Run… straight into the solid-hollow pole supporting the church floor, so much more malevolent than the pole down the street that I once ran away to, stuffed cat in tow. I don’t see stars but I wish I did; that is what always happens in Saturday Morning Cartoons. I see no celestial bodies, no dancing yellow birds. I see red hot sticky, perhaps runny strawberry jam, in my eyes my eyelashes smell it in my nose and now it is touching my lips.


When I was a freshman in high school I joined the track team. This was a notion unprecedented by any fixture in reality other than my sister’s participation in the sport during her underclassman years. In the weeks before the start of the spring season, I ran each day on the treadmill in my basement, getting in shape for hundred-meter sprints. The day before practice began, I ran four miles without pause or winded breath.

I sprinted my way through the frigid March air, Charlie Horses, and fatigue, only to finish last in each practice lap. I was one of three people to never have been on track before, and the only one to have never played a sport in high school. Despite my shortcomings, I showed up on the track each day at 2:45 and ran my warmup and sprinted my sprints. In the days before my first (and only) meet, I managed to stay caught up with the rest of the team during all of the sprints.

“Great job keeping at three-quarters speed. You need to be saving your energy for the meet.” Pardon? I’d been running at full speed, so proud of myself for keeping up, and everyone else was cutting their pace back twenty-five percent. So much for improvement.

Still, I persisted. I persisted onto the bus that took us to Long Reach High School. I persisted onto the bleachers where I sat and watched everyone else run their races. I persisted onto the track for my first race, where I was to run the hundred-meter. I persisted skin-first roly-poly scrape cut gravel jab two lanes over seconds after I’d began racing. Then I persisted all the way to the finish in twenty seconds, a possible county record for losing.

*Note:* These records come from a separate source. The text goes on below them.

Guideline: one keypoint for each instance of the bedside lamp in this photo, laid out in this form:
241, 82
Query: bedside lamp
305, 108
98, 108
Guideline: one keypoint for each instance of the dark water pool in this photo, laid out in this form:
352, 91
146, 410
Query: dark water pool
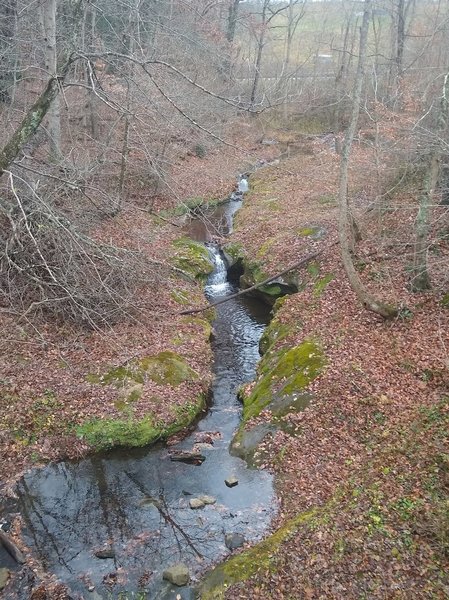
135, 503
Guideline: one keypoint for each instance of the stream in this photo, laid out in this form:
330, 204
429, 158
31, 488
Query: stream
134, 503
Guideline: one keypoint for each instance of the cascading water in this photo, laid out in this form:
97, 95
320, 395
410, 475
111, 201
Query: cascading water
135, 503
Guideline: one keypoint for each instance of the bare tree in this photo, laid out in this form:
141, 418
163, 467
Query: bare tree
362, 293
7, 48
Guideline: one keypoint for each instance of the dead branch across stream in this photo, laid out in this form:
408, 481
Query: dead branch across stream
296, 265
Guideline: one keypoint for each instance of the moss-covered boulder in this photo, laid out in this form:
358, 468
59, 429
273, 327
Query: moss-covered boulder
167, 368
283, 375
235, 256
192, 258
275, 332
281, 387
131, 432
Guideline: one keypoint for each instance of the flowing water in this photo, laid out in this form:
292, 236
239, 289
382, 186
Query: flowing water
135, 503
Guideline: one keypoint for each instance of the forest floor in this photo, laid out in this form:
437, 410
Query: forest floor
367, 462
57, 377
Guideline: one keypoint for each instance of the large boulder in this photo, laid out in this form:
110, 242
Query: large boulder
177, 574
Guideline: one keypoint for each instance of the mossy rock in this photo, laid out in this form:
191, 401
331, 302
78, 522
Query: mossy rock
203, 325
321, 285
181, 297
315, 232
110, 433
165, 368
275, 332
284, 374
242, 566
192, 258
246, 442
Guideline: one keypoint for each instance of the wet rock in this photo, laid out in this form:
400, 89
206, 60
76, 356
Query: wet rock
207, 499
191, 458
178, 574
10, 546
246, 442
4, 576
106, 553
206, 437
234, 540
231, 481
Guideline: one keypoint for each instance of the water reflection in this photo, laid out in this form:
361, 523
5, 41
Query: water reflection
132, 506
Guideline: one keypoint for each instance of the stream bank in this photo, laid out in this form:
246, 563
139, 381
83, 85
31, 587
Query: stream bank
107, 526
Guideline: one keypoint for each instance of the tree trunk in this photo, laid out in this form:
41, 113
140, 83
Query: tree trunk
32, 119
258, 63
363, 295
232, 20
7, 49
48, 18
420, 275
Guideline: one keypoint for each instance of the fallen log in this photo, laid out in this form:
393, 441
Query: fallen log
11, 548
191, 458
298, 264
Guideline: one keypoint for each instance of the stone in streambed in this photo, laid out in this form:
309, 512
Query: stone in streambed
106, 553
207, 499
231, 481
196, 503
178, 574
234, 540
4, 576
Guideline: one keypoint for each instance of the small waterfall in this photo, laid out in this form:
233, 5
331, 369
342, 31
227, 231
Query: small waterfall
217, 284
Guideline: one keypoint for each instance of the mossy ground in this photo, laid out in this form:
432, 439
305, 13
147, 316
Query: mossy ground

Track is the only thing I’ve ever stopped participating in and considered it quitting.


Someone is screaming, and it is me and I am it and she is we and we are all together. Father Bonadeo rushes over; my mother precedes him. One of them, perhaps both at once, siphons my bloodied face with Catholic napkins, oh so holy and pure and white and blood-spattered.

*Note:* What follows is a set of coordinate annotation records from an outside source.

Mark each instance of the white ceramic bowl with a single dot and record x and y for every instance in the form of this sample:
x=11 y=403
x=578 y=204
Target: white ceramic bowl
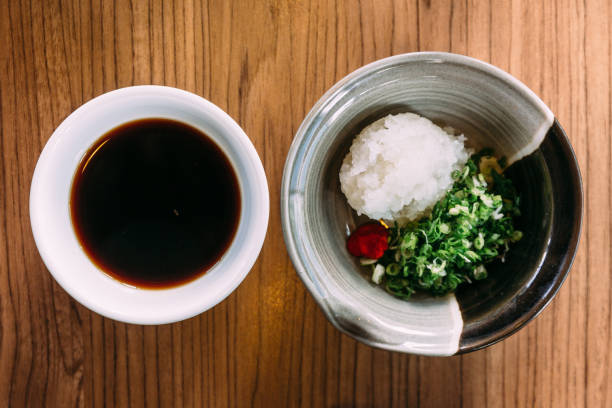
x=52 y=225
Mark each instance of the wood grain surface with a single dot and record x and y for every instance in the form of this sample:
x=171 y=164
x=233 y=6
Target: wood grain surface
x=266 y=62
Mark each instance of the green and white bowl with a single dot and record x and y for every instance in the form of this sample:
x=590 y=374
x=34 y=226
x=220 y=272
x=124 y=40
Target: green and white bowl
x=493 y=109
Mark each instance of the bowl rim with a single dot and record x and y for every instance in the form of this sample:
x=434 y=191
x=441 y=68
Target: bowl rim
x=297 y=146
x=66 y=260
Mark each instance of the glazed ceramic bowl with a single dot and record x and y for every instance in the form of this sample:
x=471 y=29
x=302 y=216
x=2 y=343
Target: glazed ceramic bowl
x=492 y=109
x=60 y=248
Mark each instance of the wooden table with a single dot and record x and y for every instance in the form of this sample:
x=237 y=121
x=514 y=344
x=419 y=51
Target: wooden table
x=266 y=63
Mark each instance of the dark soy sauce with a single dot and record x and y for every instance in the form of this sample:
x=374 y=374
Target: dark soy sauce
x=155 y=203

I am, without journey, at a nameless stark-white sterile-faced hospital deep down in Baltimore City and my sister is reading books and playing with toys at the neighbor’s house down the street. I am screaming and shouting and crying and wailing and hurting and fearing and being strapped tight hold steady into a straightjacket and she is playing with my best friend Max. Needles are going in out




In


out





In
out





Inout





In
out




In


out





Of my forehead
and leaving a scar and she is eating a popsicle. She is sitting on a couch wondering if her baby sister is dead and worrying that we will never come home and I am eating mashed potatoes.